We propose a novel visual landmark sequence-based indoor localization (VLSIL) framework, and we first illustrate its basic idea. Suppose there is an indoor space that has seven locations as shown in Figure 1a. For each location, there is a landmark representing it as shown in Figure 1b and the color indicates the landmark type. Pedestrians can only walk from one location to the others linked by a path. Suppose pedestrians reach the location L(2) without knowing it and observe the red landmark. Their locations cannot be determined since there is more than one location denoted by the red landmark (e.g., LM(5) and LM(7)). Suppose pedestrians observe red, green, and blue landmarks in sequence in their path. They can be sure they start from LM(2), go through LM(4), and arrive at LM(6), because LM(2), LM(4), and LM(6) are the only valid path. The VLSIL achieves localization through taking photos (video) of a location to determine the current position by matching a sequence of previously discovered landmarks against the topological map of the space.

Methods

In this paper, we propose a robust landmark representation using sematic information. A CNN-based landmark detector is proposed to determine landmark type. Unlike previous approaches using handcrafted features, our detector learns the distinctive features to distinguish target objects and background. Moreover, it can be used for off-the-shelf scenes without changing. The learned features are not derived from a single space but from a combination of color, gradients, and geometric space. With a proper training dataset, it stays robust to landmark variations caused by illumination and other deformations. CNN was selected due to its high performance in image classification [22] and indoor scene recognition [23] and outperforms approaches based on handcrafted features.

We propose a matching algorithm based on a second order hidden Markov model (HMM2) to utilize landmark connecting information and sematic information for landmark recognition. An HMM2 is able to involve the walking direction in the process of landmark recognition. The walking direction is introduced to constrain the landmark connectivity. In this manner, more contextual information is taken into account for landmark localization, so indoor scene ambiguity is reduced.

 

Results

Landmark detection performance

Our method correctly detected all landmarks in all routes. The ANN-based detector correctly detected landmarks in Route 2 and Route 3. Some walls were wrongly detected as doors in Routes 3, 5, 6, and 7. This demonstrates that our detector outperforms the detector using handcrafted features. Currently, the proposed method cannot be achieved in real time. The majority of time is spent on landmark detection. Although the average time of classifying an image is short using our convolutional neural network (about 0.012 s on our machine), the average time to process a landmark image is about7 s.

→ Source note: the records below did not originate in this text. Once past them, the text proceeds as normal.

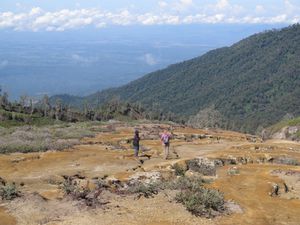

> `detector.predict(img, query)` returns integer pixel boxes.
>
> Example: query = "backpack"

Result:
[162,134,170,144]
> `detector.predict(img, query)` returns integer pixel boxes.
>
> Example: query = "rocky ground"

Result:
[0,123,300,225]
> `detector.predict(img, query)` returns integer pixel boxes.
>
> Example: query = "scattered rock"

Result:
[187,157,216,176]
[269,183,279,197]
[128,172,162,185]
[227,166,240,175]
[0,177,6,186]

The process is time-consuming for two reasons. Firstly, we choose an effective selective search algorithm to generate patches from landmark images, which costs about 3–4 s to generate reliable patches. Secondly, we feed 300 patches of a landmark image to the network to correctly detect landmarks, which takes an extra 3 s. It should be noted that the detection process can be optimized with the development of object detection technologies in computer vision.

Localization Performance

We further draw comparisons with the HMM-based method in two situations, and the statistical results are shown in Table 5. The number of possible paths is used to report the comparison result. It is notable that the HMM fails to localize all landmark sequences without a known start and only Route 5 is accurately localized given the start position. In addition, our method outperforms the HMM-based method in seven routes with the same conditions.